Personal information
- Date of birth: 9 April 1987 (age 39)
- Place of birth: Belgrade, Yugoslavia
- Height: 1.95 m (6 ft 5 in)
- Position: Centre-back

Senior career*
- Years: Team / Apps / (Gls)
- 2009–2010: Frem / 5 / (1)
- 2010–2011: FC Oss / 9 / (0)
- 2011–2012: Limhamns IF / 10 / (0)
- 2012: Kozara Gradiška / 12 / (0)
- 2012–2013: Čelik Zenica / 19 / (1)
- 2013–2014: Stuttgarter Kickers / 2 / (0)
- 2013–2014: Radnik Bijeljina / 7 / (0)
- 2014–2015: Achilles '29 / 8 / (2)
- 2015: Burton Albion / 0 / (0)
- 2015–2016: DOVO
- 2016–2017: JVC Cuijk
- 2017–2018: GSV Geldern / 22 / (6)
- 2018–2020: SV Veert / 6 / (2)

= Stefan Maletić =

Serbian footballer

Stefan Maletić (born 9 April 1987) is a Dutch-Serbia former professional footballer who played as a centre-back. He works as an assistant manager at Eredivisie side NEC.
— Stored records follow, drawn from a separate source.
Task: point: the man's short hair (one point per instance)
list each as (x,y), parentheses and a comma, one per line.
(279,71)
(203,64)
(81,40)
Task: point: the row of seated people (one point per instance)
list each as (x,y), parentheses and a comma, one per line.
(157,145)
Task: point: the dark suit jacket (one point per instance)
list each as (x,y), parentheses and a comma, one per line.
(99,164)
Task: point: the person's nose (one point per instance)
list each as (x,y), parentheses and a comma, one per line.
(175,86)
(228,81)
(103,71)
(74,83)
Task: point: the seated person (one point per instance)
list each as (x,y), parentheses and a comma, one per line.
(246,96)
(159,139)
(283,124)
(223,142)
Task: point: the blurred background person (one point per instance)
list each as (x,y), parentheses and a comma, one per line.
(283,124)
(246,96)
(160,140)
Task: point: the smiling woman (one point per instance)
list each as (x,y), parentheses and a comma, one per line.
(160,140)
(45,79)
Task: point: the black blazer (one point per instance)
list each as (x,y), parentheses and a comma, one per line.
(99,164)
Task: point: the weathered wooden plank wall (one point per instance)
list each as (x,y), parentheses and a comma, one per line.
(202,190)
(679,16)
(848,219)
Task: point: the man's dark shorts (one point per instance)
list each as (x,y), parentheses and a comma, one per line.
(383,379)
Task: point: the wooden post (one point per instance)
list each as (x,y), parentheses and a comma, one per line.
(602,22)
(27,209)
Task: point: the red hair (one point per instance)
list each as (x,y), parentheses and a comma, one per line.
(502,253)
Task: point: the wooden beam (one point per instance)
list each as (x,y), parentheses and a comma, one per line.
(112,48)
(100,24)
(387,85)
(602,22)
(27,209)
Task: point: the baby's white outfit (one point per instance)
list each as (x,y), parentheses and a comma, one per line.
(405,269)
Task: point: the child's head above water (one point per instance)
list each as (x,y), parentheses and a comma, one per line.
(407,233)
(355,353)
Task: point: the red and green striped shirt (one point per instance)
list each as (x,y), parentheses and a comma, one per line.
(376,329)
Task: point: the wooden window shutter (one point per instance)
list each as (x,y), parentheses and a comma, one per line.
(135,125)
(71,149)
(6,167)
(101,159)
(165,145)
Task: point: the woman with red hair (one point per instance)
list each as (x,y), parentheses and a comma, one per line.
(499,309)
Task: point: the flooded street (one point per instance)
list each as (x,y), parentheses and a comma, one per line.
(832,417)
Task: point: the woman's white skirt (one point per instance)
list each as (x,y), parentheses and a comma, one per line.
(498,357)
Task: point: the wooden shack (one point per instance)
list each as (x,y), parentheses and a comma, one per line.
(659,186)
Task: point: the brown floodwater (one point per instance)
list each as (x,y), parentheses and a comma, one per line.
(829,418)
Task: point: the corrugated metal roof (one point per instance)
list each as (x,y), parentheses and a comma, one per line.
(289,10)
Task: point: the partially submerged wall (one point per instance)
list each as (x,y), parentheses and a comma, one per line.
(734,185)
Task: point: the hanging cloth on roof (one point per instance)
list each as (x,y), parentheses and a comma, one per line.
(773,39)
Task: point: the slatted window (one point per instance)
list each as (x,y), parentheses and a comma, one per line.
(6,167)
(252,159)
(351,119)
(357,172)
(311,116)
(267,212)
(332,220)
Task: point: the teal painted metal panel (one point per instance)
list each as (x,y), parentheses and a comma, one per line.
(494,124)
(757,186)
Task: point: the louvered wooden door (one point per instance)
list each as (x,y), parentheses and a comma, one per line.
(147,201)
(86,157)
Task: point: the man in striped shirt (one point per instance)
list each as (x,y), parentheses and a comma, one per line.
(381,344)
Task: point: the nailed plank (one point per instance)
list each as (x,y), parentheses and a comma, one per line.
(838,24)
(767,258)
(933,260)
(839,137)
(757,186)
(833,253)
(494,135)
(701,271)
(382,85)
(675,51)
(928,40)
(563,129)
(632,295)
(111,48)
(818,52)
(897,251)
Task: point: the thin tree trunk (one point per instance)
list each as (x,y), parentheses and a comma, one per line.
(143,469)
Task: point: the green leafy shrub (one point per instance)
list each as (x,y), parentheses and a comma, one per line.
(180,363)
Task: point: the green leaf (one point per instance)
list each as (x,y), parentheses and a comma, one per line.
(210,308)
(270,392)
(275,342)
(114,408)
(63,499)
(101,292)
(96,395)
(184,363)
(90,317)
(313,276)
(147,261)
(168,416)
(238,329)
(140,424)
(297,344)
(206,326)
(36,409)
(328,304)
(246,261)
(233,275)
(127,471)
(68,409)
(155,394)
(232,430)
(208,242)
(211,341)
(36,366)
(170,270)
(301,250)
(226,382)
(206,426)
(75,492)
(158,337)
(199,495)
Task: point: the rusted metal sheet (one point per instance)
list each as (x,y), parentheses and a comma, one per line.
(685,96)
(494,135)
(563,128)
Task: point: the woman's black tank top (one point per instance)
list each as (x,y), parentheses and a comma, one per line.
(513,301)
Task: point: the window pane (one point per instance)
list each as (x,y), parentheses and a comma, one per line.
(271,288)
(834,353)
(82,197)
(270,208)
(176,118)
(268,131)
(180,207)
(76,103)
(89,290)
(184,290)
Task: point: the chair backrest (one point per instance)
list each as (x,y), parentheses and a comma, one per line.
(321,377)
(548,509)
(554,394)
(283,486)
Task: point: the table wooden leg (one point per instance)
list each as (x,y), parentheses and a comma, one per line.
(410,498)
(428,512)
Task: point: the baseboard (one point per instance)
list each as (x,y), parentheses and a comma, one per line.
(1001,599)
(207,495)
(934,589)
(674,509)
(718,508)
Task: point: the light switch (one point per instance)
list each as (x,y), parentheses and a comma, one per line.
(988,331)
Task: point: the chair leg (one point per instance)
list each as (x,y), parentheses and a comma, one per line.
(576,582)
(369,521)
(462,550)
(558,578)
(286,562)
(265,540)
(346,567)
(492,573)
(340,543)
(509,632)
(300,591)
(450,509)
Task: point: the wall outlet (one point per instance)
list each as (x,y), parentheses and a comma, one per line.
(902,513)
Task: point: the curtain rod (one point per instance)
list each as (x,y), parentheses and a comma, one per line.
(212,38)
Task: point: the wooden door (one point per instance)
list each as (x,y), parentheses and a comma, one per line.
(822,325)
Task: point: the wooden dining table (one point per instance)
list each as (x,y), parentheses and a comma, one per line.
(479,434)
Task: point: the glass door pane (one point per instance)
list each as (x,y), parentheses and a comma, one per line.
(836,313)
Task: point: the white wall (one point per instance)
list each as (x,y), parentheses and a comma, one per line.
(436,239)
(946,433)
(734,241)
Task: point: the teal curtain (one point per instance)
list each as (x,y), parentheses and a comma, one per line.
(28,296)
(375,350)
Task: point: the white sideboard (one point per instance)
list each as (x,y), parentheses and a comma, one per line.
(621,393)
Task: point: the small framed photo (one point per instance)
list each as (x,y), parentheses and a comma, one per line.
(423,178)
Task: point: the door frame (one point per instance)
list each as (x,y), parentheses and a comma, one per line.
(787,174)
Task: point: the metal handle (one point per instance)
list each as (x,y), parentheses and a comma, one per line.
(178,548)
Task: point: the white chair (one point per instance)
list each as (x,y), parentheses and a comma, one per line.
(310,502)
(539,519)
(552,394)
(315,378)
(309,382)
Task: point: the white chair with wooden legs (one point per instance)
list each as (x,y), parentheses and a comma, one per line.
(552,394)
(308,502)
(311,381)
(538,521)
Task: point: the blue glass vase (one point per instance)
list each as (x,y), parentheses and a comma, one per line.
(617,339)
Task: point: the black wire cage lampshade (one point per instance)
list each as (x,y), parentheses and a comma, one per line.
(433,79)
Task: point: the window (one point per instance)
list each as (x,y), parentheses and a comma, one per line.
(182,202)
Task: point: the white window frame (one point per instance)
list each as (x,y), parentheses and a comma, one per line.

He left amateur side JVC Cuijk at the end of the 2016-17 season. After finishing his career at German outfit SV Veert he went into coaching, working at the De Graafschap and the PSV academies before joining NEC in 2020 as an assistant to manager Rogier Meijer.

==Personal life==
His family is originally from Zenica in Bosnia and Herzegovina. He is the older brother of Marko Maletić, who is also a footballer.